Hello shybird,
On Steroid hormone receptor
The report for ER and PR is based on Immunohistochemistry. This is a semi-quantitative test, based on percentage of cells staining positive and intensity of the stain. Both of these items are based on an estimate done by the pathologist. A different pathologist may give a slightly different reading. The point here is that, this isn’t really a quantitative test, and so it would be difficult to stratify if there really is a difference for example: between 40% from 42% from 50%. The only stratification is whether it is positive or negative. We can't really say, where along the spectrum you really are based on these tests.
What is being measured by immunohistochem is the presence of a protein that interacts with the hormone (estrogen). It doesn’t guarantee a response. One analogy is that: if the animal has sharp teeth (the immunohistochemistry identifies the “teeth”), it would likely eat meat than vegetables. But it doesn’t guarantee that it will fail to survive without meat in the event that it gets starved (hence not all will have a response).

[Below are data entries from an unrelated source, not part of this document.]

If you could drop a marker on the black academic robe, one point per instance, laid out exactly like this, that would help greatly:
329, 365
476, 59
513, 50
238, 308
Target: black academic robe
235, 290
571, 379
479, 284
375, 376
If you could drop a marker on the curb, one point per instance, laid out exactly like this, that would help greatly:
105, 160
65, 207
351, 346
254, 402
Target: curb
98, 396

A response is based on the tumor shrinking, or preventing the tumor from coming back. Since you have had surgery, you will only know if it worked or not based on the presence of a recurrence. Hence, there is no way to test if it does work.
There is no specific treatment for cases that are hormone resistant. Most of such patients would be offered chemotherapy.
On Antidepressants and Breast Cancer Risk:
The theory behind this is the effect of some of these drugs on prolactin levels. Prolactin can play a part in the development of breast cancer. There is data to show that women who have abnormal levels of prolactin may have a higher risk for breast cancer. The critical issue here, is whether the drugs would invariably produce this effect. If we only look at women taking the antidepressants – there doesn’t seem to be a clear increased risk. It is unlikely then, that your prior treatment has anything to do with the cancer developing.
On Vitamins
No specific vitamin has shown a clear beneficial effect in preventing cancer. If you are receiving TAC, there doesn’t seem to be any specific problematic interation. You may want to consider Vitamin D and Calcium supplements, more for the risk of osteoporosis rather than for a cancer indication.